Building BookDeal with TinyFish: From Twelve Tabs to One Command

TL;DR
BookDeal is an open-source Python CLI that uses TinyFish Search and Fetch to compare live book listings across trusted retailers.
It filters out noisy or suspicious results, ranks listings by price, shipping, condition, format, and merchant trust, and returns the best option with backups.
In a benchmark of 100 titles, BookDeal returned at least one valid purchase option for 91 titles and found observed savings opportunities averaging $8.11 per book across selected marketplace results.
“The agent was good at exploring, but the rules were better at deciding.”
The problem
Buying a book online should take thirty seconds.
Somehow, it still turns into fifteen minutes and twelve open tabs.
The problem is not a lack of listings. The problem is noise.
Search results mix together:
- new and used books
- print and ebook formats
- rental copies
- summaries
- study guides
- audiobooks
- generic category pages
- listings with deceptively low sticker prices that hide expensive shipping
A raw lowest price is often a trap.
The goal is not just to find the lowest visible number. The goal is to find the cheapest reasonable option from a source a buyer can actually trust.

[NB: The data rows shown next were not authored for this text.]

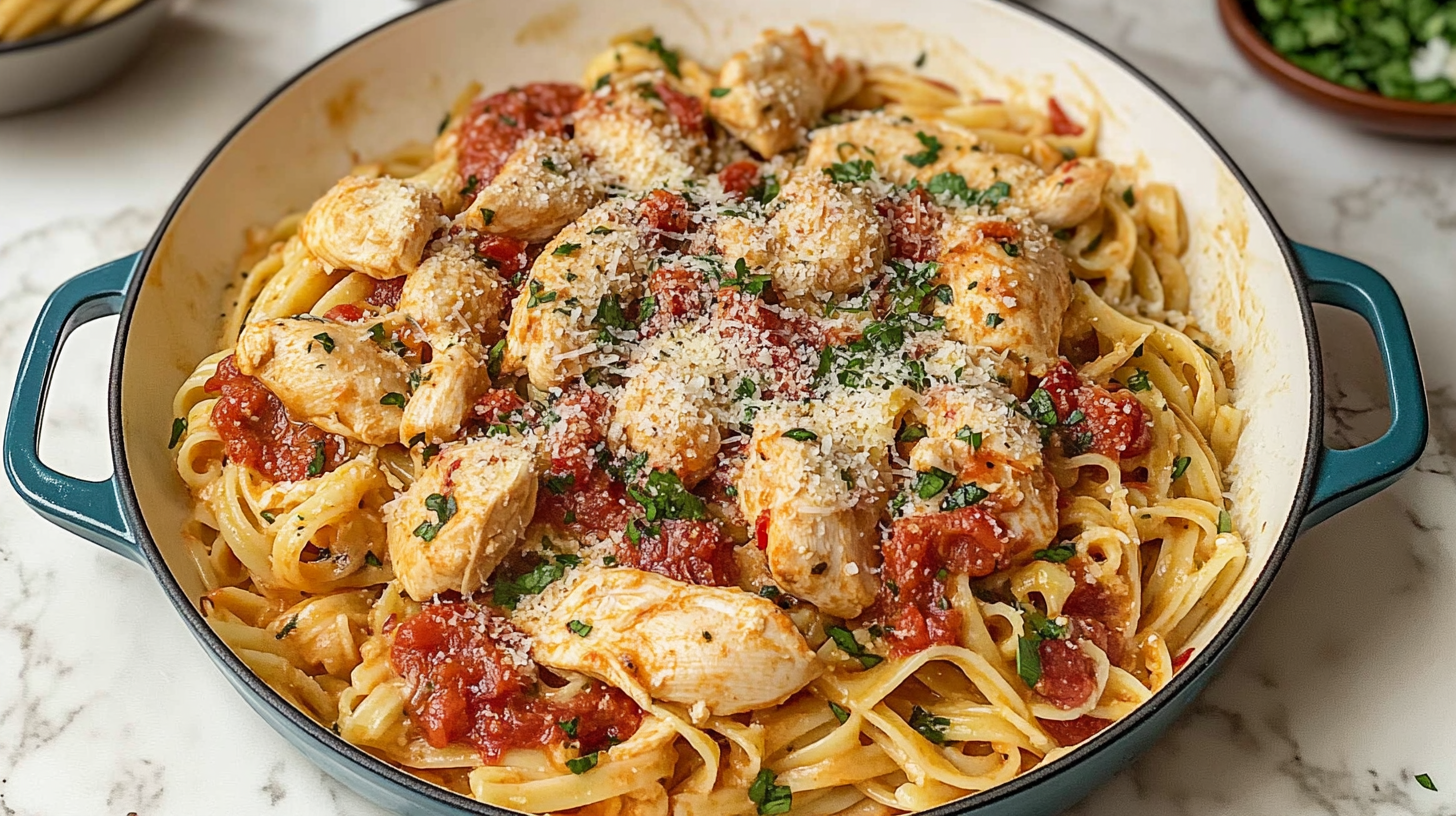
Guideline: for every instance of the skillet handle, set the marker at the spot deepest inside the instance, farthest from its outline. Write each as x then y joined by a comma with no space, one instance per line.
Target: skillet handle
88,509
1347,477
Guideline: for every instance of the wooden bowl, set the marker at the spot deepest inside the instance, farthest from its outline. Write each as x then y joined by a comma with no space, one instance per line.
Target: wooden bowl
1362,108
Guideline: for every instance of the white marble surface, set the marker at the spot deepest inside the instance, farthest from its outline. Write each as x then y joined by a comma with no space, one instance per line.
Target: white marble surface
1335,698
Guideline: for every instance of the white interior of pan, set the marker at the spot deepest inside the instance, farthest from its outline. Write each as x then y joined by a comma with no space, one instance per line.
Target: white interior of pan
393,86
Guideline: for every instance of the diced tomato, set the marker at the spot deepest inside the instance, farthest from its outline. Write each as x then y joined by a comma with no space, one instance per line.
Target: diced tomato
1067,675
1114,423
1060,123
686,110
695,552
259,433
1072,732
471,681
497,124
915,223
740,177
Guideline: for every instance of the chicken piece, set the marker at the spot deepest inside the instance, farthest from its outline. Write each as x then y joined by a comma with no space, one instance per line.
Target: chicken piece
971,436
667,407
597,257
449,386
820,472
542,187
377,226
1065,197
455,297
827,239
642,133
682,643
776,91
1009,287
462,516
329,373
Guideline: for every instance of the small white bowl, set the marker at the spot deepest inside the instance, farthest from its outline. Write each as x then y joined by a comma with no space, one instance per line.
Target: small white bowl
53,67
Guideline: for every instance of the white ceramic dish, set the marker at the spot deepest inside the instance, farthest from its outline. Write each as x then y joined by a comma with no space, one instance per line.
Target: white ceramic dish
389,86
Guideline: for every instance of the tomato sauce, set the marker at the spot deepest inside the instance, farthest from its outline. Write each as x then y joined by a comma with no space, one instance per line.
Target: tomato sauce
1072,732
469,681
913,601
695,552
915,223
259,433
1114,424
740,177
497,124
687,111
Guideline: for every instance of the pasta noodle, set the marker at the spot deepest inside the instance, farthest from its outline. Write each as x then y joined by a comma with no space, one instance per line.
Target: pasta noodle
851,474
21,19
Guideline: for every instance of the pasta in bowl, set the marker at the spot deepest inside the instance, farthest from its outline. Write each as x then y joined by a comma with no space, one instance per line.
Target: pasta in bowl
791,433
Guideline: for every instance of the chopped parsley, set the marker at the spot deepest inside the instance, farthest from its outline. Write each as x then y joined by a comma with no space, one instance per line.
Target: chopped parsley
316,464
443,507
583,764
663,496
770,797
1139,381
670,59
1057,552
929,726
846,643
929,155
964,496
287,628
1181,467
849,172
932,483
178,429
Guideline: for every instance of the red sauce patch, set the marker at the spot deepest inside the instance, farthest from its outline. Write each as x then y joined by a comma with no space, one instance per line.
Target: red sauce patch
1114,423
913,590
1067,675
258,432
466,687
679,296
740,177
345,314
1060,123
574,437
1072,732
695,552
686,110
386,293
915,223
498,123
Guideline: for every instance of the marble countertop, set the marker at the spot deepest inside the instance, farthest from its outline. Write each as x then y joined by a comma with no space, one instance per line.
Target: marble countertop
1331,704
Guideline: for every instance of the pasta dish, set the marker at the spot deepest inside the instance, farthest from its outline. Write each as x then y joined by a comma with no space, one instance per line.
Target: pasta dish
795,434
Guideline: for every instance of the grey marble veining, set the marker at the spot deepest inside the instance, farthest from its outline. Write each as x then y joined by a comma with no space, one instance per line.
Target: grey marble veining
1331,704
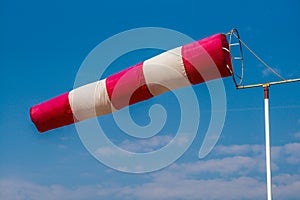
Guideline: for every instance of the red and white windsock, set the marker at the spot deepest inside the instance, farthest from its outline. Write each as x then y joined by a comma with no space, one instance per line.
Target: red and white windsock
194,63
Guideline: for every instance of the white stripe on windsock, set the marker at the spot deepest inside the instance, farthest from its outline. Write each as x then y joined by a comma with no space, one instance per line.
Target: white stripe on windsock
90,100
165,72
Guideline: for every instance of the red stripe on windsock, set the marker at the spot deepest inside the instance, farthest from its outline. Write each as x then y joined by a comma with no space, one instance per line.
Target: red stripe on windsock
127,87
206,60
52,114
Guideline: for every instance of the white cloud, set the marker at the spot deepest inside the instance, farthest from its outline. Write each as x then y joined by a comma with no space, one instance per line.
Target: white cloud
233,176
238,149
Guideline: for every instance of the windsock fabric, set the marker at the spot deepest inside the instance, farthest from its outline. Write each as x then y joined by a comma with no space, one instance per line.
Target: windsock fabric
194,63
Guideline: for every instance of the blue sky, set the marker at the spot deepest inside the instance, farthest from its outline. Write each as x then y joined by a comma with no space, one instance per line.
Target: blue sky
43,44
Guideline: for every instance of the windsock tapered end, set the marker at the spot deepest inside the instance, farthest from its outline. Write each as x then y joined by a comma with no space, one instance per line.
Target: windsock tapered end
52,114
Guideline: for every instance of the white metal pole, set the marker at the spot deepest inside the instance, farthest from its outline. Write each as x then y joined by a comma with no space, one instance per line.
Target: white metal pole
267,138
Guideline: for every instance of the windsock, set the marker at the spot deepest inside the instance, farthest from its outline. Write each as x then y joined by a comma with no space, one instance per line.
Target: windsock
194,63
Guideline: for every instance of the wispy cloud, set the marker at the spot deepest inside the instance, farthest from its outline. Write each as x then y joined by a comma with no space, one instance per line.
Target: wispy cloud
237,173
146,145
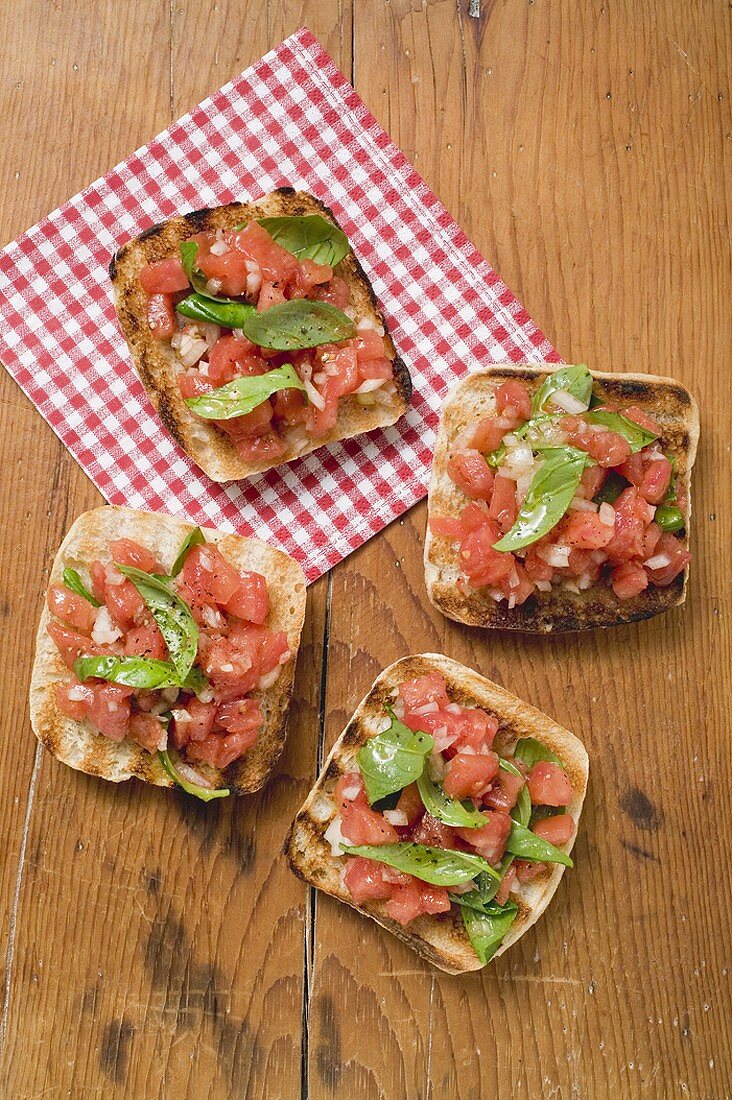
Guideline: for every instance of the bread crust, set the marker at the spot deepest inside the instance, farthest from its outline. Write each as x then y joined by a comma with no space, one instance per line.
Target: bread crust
77,744
677,413
440,939
154,360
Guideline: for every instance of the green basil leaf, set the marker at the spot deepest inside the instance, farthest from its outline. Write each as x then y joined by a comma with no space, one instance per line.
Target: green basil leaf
392,760
636,436
195,538
196,277
611,488
243,395
205,793
229,315
74,582
487,930
495,458
669,518
143,673
308,237
172,615
527,845
549,495
522,810
530,750
437,866
298,323
571,380
447,810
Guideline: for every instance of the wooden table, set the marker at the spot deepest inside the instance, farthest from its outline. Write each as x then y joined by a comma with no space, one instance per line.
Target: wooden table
160,948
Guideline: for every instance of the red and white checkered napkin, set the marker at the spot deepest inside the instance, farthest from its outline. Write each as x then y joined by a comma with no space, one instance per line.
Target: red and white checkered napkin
291,119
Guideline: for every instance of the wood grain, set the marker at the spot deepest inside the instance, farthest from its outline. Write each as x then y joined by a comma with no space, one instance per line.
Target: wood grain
156,948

I built BookDeal to turn that messy comparison process into a single command.
What I built
BookDeal is a Python CLI that searches live book-marketplace listings, fetches promising product pages, extracts the details that matter, filters suspicious or irrelevant results, and ranks the best trustworthy deal.
A user runs a command such as:
./bookdeal "The Hobbit" --author "J.R.R. Tolkien" --year 1937 --statsBookDeal then handles the workflow in five stages:
- Search trusted retailer domains for relevant listings.

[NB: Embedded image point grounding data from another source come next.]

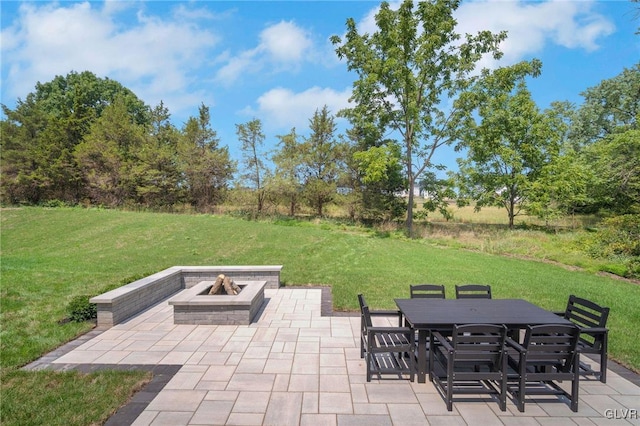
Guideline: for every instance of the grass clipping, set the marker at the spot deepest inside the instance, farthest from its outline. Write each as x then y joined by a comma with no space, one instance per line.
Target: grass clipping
66,398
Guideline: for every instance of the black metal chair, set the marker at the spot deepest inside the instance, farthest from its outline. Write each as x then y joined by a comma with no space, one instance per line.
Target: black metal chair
548,354
591,319
472,361
430,291
473,291
388,350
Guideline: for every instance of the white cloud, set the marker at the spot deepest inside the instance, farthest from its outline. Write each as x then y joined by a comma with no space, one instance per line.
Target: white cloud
283,47
285,42
531,26
283,109
154,57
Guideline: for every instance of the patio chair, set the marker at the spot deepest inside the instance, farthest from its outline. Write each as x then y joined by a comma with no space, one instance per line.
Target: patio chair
591,319
473,291
429,291
472,361
388,350
548,355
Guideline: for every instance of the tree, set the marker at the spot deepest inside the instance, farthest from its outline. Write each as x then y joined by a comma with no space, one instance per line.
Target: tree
108,155
612,106
615,161
41,135
511,144
321,156
375,174
157,174
251,136
408,71
207,168
287,180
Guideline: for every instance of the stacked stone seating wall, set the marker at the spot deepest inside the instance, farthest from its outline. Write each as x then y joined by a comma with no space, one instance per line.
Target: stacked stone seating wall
116,306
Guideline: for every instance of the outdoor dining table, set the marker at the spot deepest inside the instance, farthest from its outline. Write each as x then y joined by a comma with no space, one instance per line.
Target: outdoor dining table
425,315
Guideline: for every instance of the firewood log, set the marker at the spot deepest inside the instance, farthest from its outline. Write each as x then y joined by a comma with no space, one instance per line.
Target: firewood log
229,286
215,288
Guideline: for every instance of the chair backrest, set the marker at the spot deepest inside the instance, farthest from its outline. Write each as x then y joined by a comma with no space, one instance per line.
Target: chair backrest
477,344
551,345
473,291
587,314
430,291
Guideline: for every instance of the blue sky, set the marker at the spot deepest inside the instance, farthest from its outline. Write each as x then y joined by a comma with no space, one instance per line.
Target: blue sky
273,60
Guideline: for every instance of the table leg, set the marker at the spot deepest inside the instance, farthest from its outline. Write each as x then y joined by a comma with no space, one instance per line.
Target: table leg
422,355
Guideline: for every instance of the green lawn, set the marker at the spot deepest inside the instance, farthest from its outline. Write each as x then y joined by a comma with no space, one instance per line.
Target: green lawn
51,255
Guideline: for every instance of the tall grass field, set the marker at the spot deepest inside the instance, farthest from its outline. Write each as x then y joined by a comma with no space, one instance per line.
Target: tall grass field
49,256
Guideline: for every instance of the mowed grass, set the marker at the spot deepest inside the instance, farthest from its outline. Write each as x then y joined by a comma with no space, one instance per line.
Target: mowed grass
51,255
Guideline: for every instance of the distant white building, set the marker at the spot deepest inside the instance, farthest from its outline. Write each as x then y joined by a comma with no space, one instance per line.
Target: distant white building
417,192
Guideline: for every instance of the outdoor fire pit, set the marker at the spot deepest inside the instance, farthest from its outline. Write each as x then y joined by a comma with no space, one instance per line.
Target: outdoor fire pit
197,306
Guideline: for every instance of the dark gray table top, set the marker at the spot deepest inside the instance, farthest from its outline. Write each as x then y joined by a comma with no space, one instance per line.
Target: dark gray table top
444,313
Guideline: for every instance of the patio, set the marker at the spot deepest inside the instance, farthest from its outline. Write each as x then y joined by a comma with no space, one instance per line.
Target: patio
298,365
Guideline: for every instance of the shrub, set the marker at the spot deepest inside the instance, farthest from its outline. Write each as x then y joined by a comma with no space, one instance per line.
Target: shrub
80,309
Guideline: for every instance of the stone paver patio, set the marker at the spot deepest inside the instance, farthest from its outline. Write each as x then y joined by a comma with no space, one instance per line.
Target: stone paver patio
294,366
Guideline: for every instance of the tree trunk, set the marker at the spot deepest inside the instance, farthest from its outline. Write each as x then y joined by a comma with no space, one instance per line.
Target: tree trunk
409,222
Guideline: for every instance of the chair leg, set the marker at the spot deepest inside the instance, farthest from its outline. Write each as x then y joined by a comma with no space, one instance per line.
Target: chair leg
575,384
522,384
603,360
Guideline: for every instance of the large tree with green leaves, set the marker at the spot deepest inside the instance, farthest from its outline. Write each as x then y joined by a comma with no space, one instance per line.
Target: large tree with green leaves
108,155
40,135
255,173
610,107
287,179
510,144
408,72
206,167
322,156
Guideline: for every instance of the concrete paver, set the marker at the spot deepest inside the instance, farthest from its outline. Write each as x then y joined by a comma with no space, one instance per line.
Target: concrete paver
294,366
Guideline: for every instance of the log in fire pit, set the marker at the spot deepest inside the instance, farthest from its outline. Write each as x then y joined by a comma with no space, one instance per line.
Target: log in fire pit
219,302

- Fetch the most promising product pages.
- Extract pricing, shipping, condition, format, and listing signals.
- Filter out suspicious, irrelevant, or low-quality results.
- Rank the remaining candidates and return the best deal with backup options.

I chose a CLI because the terminal is an efficient experimentation environment. It made it easy to inspect raw results, test search strategies, tweak ranking heuristics, and iterate without building a user interface first.
BookDeal also supports structured JSON output, which makes it easier to plug into larger automation workflows later.

Where TinyFish fit
Before writing ranking logic, I had to solve a retrieval problem:
How do you reliably discover and fetch live marketplace listings without building and maintaining a custom scraper for every retailer?
TinyFish solved two problems cleanly:
- Search relevance across retailer domains
- Structured page retrieval without custom scrapers
TinyFish’s job is to:
- search across trusted retailer domains
- discover candidate listings
- fetch the most promising product pages
- return page content that BookDeal can inspect
BookDeal’s job is to:
- extract pricing, shipping, condition, format, and merchant signals
- filter noisy or suspicious results
- rank the remaining listings
- return the cheapest reasonable option with backups
That separation let me focus on the part that made BookDeal useful: filtering and ranking.
Instead of maintaining separate scraping pipelines for Barnes & Noble, AbeBooks, ThriftBooks, Bookshop, Amazon, Books-A-Million, and other marketplaces, I could constrain searches to trusted sources and use TinyFish Fetch to inspect actual listing pages.
The distinction matters because search snippets are useful for discovery, but they are not reliable enough for final ranking.
Shipping costs may be missing. Condition details may be inconsistent. Snippets may omit the signals that determine whether a listing is actually worth recommending.
What worked
1. Ranking the cheapest reasonable deal, not the lowest sticker price
BookDeal scores each candidate across several dimensions:
- item price
- detected shipping cost
- book condition
- format, including print and ebook
- merchant trust
- suspicious terms and surrounding page context
Ebook listings do not receive a missing-shipping penalty.
Print listings with unknown shipping are penalized because the final cost may be higher than the visible sticker price.
The app also excludes listings that appear to be:
- audiobooks
- summaries
- study guides
- PDFs
- rentals
- generic search pages
- category pages
The final recommendation should point to a specific book listing that a buyer could reasonably trust.
2. Separating search, fetch, extraction, filtering, and ranking
The most important architectural decision was to keep the pipeline modular.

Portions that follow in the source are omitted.